I understand Texas is different but when it comes to states like Colorado and Wyoming and Montana, I've always wondered how some ranches got so big.

First, I know there were homestead acts where each family member, ranch hands and whatnot would all file, prove up and then "sell" to the one guy who was really behind it all, but there is no way there was enough people to make up some of the contiguous acreage (tens or hundreds of square miles) we see on some ranches today.

Second, even if they were put together by arm's length purchases from independent sellers, it's hard to believe so many people filed contiguous to each other. I figure most were on good flat bottoms so how did all the high and dry get wrapped into it.
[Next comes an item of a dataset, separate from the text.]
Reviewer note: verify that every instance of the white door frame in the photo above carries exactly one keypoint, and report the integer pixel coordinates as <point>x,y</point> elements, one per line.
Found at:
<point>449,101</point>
Third, I know the railroads were given a checker board and maybe they sold to other private folks like ranchers but again, how did the checkerboard get filled in?

Fourth, "if" the railroads were give contiguous sections, weren't those timbered for ties? If so, again, how did all the non-timbered range land end up in those big ranches?

Fifth, I suppose State land grant or school sections could have been transferred, traded, sold, consolidated, auctioned or whatever. Is that what happened?

I really don't know and there might be a good legal explanation and I'd really love if someone could enlighten me on how it all got put together. However, as a suspicious (paranoid?) lay person, it smells funny. Like, in the late 1800s/early 1900s there was some shenanigans with State and/or Federal Senators/Representatives/governors/bankers/barons etc.which allowed large tracts of public land to somehow end up in private ownership and I've wondered if it was all legal and stand up, even at the time.
 
You mean like the 300,000 acre Great Western Ranch near me ? Butterfield stage buildings,etc..
I'm still trying to find out histories out here of stuff like this. Many here were by gun point for sure,seems like it's still going on in NM. LOL
Heard it just sold in bidding war 59mil.
DB Horton the crap home builder is new owner.
Cattle operation stopped as it was and all the elk hunts now off the table from the public.
Millions in lost local revenue,jobs and new owner gets tax write off.......
Sorry for the hijack ....
.
 
There is no question that relatives and hired help homesteaded to increase the size of the ranch but the biggest contributor was the dirty thirty's. Hundreds of thousands of people were living on small marginal homesteads scratching out a living during the good years of the 20's. During the 30's they starved out. The homesteads were sold to the more established ranch owners for little to nothing. I bet a lot of them were gotten for the taxes. If you had any money during the thirty's you could put together a big ranch and not spend to much.